He was flea ridden when I got him so before I even brought him in the house I went and bought a flea treatment and put it on him. He needs his shots and worming and a myriad of things that all pups need, and I have that scheduled for the first week of the month. I have decided to wait on the neutering until hes around 6months old, in order to give him some time to mature, the only drawback to that is that he has already spent a great deal of time humping his monkey chew toy, much to my eldest sons amusement and daughters horror.
Crate training is going well. He likes to have the space away from all the commotion and it gives me a place to put him where I know hes not eating sons guitar. I was never a fan of crating until I moved into an apartment, but I think its a great idea.
The kids have been over the moon with him. There was quite a debate over his name, and daughter got shouted down pretty quickly when she tried to suggest,"Jackson", so she was annoyed at us for a while, but my oldest son suggested Spencer, and daughter quickly supported it, and I really couldn't find anything wrong with the idea, so the new guy is named 'Spencer".
Stubby spends a lot of time in the floor, laying down next to him, talking to him, and that is what I was hoping for. Stub needs that. Sticky and the pup play all over the house and the pup seems to be really gentle with him, which is wonderful. My daughter has already asked me to build a saddle for him so her monkey,"Jackson" can ride him around. The humor is never ending around here now.
Work has kept me very busy this last week.

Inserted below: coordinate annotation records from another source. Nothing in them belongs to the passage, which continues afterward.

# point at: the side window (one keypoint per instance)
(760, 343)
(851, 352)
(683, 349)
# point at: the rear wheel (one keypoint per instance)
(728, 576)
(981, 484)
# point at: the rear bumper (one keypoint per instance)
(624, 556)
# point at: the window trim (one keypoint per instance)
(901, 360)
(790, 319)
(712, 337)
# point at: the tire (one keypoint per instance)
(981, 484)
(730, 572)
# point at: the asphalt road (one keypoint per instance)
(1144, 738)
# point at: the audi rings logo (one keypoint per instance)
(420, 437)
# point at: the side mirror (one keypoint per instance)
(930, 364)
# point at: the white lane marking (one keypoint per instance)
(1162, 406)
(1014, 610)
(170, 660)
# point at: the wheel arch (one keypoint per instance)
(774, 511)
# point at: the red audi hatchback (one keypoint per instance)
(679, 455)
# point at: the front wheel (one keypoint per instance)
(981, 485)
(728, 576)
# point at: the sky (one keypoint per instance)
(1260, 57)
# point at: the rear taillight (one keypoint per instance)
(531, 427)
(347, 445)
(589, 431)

I worked as an extra one day for a new show that is coming out this fall. It wasn't as much fun as working on Portlandia. I doubt I would do it again.

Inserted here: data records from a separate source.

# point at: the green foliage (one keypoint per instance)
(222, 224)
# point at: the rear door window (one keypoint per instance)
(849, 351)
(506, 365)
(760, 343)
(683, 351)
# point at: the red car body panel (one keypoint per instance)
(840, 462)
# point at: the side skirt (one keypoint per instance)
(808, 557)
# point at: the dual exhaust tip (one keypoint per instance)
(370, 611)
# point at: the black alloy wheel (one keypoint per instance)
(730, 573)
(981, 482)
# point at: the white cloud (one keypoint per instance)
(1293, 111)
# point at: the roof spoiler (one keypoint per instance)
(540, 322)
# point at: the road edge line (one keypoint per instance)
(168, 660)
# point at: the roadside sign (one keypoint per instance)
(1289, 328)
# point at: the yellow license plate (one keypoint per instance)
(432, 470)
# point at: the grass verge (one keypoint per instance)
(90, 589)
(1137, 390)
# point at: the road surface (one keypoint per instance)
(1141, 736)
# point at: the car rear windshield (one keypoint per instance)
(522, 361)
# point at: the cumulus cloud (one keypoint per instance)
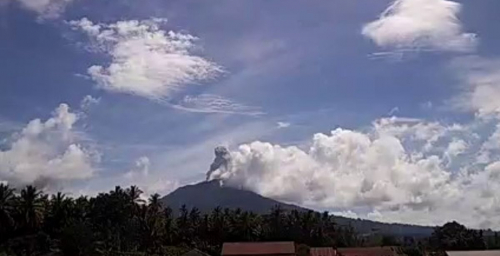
(420, 24)
(145, 60)
(209, 103)
(46, 152)
(88, 102)
(398, 168)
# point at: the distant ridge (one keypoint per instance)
(210, 194)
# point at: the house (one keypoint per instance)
(259, 249)
(368, 251)
(322, 251)
(473, 253)
(195, 252)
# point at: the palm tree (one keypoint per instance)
(6, 208)
(60, 210)
(154, 202)
(31, 207)
(135, 193)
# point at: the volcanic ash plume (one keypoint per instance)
(222, 161)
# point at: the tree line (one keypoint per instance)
(119, 222)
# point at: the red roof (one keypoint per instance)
(368, 251)
(322, 251)
(264, 248)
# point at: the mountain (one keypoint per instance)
(208, 195)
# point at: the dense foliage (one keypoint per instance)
(120, 222)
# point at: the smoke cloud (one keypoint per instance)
(221, 163)
(399, 169)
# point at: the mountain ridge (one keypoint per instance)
(208, 195)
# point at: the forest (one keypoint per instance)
(120, 222)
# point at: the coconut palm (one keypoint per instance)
(7, 200)
(31, 208)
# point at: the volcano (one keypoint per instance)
(210, 194)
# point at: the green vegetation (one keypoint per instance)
(121, 223)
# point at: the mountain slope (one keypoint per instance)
(208, 195)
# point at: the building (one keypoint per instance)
(368, 251)
(195, 252)
(473, 253)
(322, 251)
(259, 249)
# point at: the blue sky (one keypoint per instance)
(235, 72)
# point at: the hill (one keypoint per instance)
(208, 195)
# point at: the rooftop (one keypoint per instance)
(368, 251)
(322, 251)
(264, 248)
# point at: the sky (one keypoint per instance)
(385, 110)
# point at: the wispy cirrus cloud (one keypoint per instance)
(209, 103)
(421, 25)
(45, 9)
(144, 59)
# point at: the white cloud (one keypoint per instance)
(46, 152)
(150, 183)
(421, 24)
(88, 102)
(141, 168)
(145, 60)
(282, 125)
(209, 103)
(46, 9)
(399, 169)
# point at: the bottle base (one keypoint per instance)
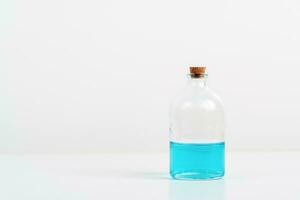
(199, 175)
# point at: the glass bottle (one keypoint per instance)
(197, 131)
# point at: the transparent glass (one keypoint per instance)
(197, 133)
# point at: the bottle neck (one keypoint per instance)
(196, 82)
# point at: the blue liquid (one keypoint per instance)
(197, 160)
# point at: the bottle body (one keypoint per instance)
(197, 133)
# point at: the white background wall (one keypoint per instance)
(92, 76)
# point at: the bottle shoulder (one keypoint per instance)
(204, 97)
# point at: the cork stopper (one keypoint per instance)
(197, 72)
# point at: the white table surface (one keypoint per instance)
(256, 175)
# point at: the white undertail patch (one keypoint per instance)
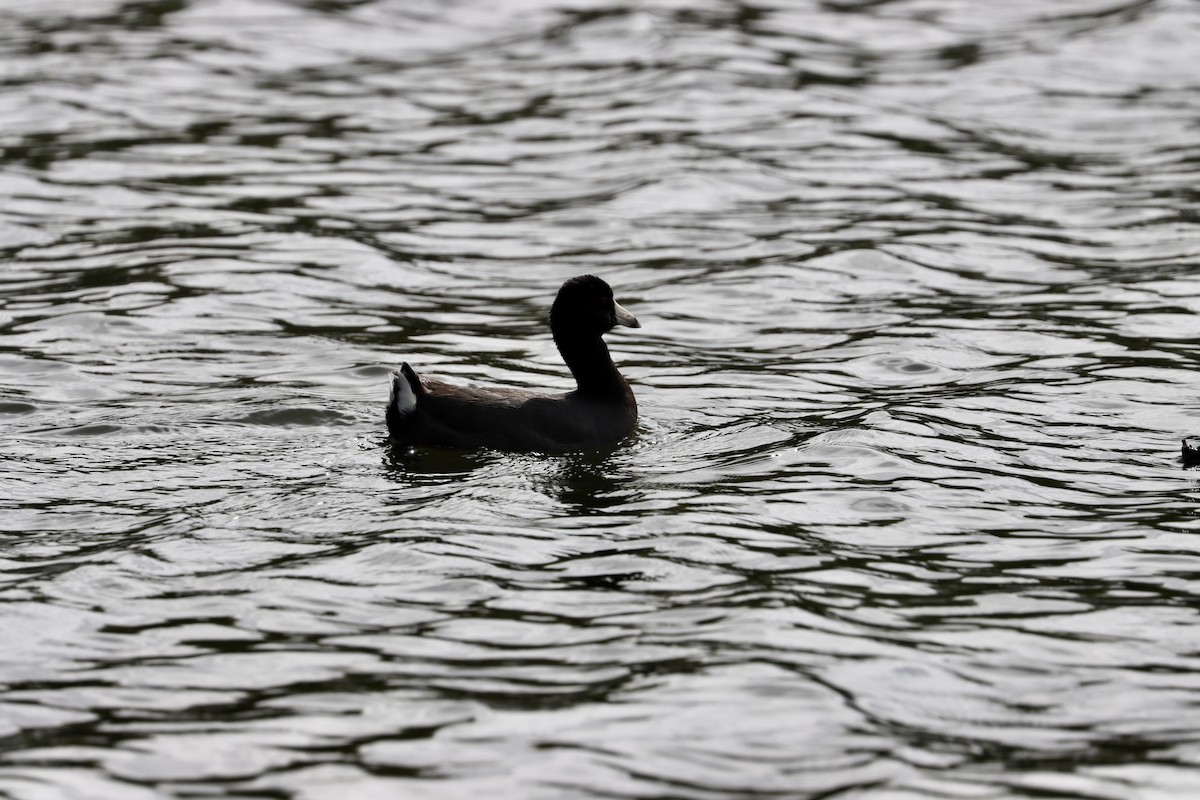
(402, 400)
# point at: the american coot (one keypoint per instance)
(600, 411)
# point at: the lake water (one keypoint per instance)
(904, 518)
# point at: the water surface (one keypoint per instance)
(903, 517)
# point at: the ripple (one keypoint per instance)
(903, 515)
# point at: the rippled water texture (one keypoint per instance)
(903, 517)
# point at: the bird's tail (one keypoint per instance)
(406, 389)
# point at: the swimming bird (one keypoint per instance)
(600, 411)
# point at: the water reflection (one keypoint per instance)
(904, 513)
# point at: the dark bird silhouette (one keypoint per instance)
(600, 411)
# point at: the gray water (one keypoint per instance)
(903, 517)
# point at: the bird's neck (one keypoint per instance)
(588, 360)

Daughter is still finishing her weeks worth of homework in less than a 1/2 hour and finding her spelling words and math to be a joke. She took a timed math test where she was supposed to complete as many as possible in 2 minutes. She took time to argue with her brother and throw a pencil, and still finished them all in 1.45 seconds. I talked to the principal about advancing her a grade or two in order to keep her from getting bored, or at least putting her in advanced English and Math classes and maybe leaving her in her class for everything else, though her art and such is also advanced for her class, he is supposed to be setting something up. Hopefully they will figure something out quick, the child has a temper and is already showing signs of frustration and boredom. If shes like this at 7, by the time she is a teen, she will be on the road to dropping out in frustration, just like I was.

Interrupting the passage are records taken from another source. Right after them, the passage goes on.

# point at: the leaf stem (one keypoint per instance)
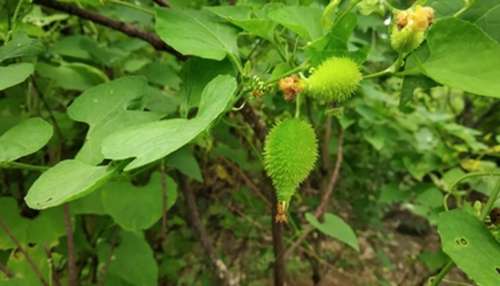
(436, 280)
(14, 20)
(23, 166)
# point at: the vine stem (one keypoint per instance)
(297, 106)
(23, 166)
(30, 261)
(390, 70)
(72, 272)
(14, 20)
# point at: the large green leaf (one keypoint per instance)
(196, 73)
(490, 23)
(242, 16)
(152, 141)
(66, 181)
(14, 74)
(21, 45)
(72, 76)
(24, 138)
(335, 227)
(106, 109)
(334, 43)
(137, 208)
(471, 246)
(463, 56)
(197, 33)
(305, 21)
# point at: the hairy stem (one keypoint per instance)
(72, 271)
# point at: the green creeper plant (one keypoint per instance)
(290, 153)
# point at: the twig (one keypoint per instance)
(102, 277)
(6, 271)
(121, 26)
(260, 131)
(320, 210)
(218, 265)
(251, 117)
(162, 3)
(326, 143)
(53, 275)
(163, 183)
(72, 273)
(248, 181)
(32, 264)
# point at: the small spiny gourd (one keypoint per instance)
(336, 79)
(290, 152)
(408, 30)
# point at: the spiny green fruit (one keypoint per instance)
(336, 79)
(290, 152)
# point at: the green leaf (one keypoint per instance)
(137, 208)
(471, 246)
(45, 228)
(152, 141)
(133, 261)
(334, 43)
(184, 161)
(196, 74)
(197, 33)
(241, 16)
(72, 76)
(335, 227)
(302, 20)
(14, 74)
(23, 139)
(463, 56)
(490, 23)
(106, 108)
(20, 46)
(66, 181)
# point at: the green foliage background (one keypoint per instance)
(104, 136)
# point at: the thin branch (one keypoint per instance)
(32, 264)
(326, 143)
(162, 3)
(72, 273)
(260, 130)
(6, 271)
(163, 183)
(320, 210)
(121, 26)
(248, 181)
(218, 265)
(278, 246)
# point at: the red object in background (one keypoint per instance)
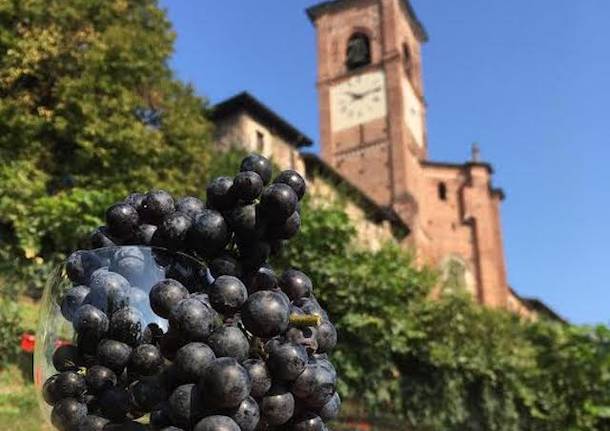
(28, 342)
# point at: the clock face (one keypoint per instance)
(413, 113)
(358, 100)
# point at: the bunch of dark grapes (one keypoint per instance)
(209, 339)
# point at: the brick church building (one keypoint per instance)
(373, 141)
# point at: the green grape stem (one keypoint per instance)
(301, 320)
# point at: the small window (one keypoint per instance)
(406, 54)
(358, 51)
(260, 141)
(442, 191)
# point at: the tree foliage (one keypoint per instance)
(89, 111)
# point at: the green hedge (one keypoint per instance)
(445, 364)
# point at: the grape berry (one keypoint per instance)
(234, 347)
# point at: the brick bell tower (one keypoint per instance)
(373, 132)
(372, 108)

My sis is still struggling with the suicide of her friend.I have tried to explain to her, that its not what she did or didn't do that would have made a difference, when the pain is that deep, its hard to pull back from that edge, you have to have some pretty deep and well set anchors and if you dont, then its easy to just take that final step off the edge. I have stood on that edge, one foot out into the space over the abyss, ready to drop and what pulled me back was a voice that said,"Mommy?" Without him I would have fallen and even then I have walked the razors edge. Self-loathing, depression, weariness of the soul, are hard things to fight. If you are alone or surrounded by friends, those things just seep into your soul and pull your down until you feel like you have nothing left. My sis is hopefully starting to understand, but suicide destroys those around it just as much as it does the person who commits it.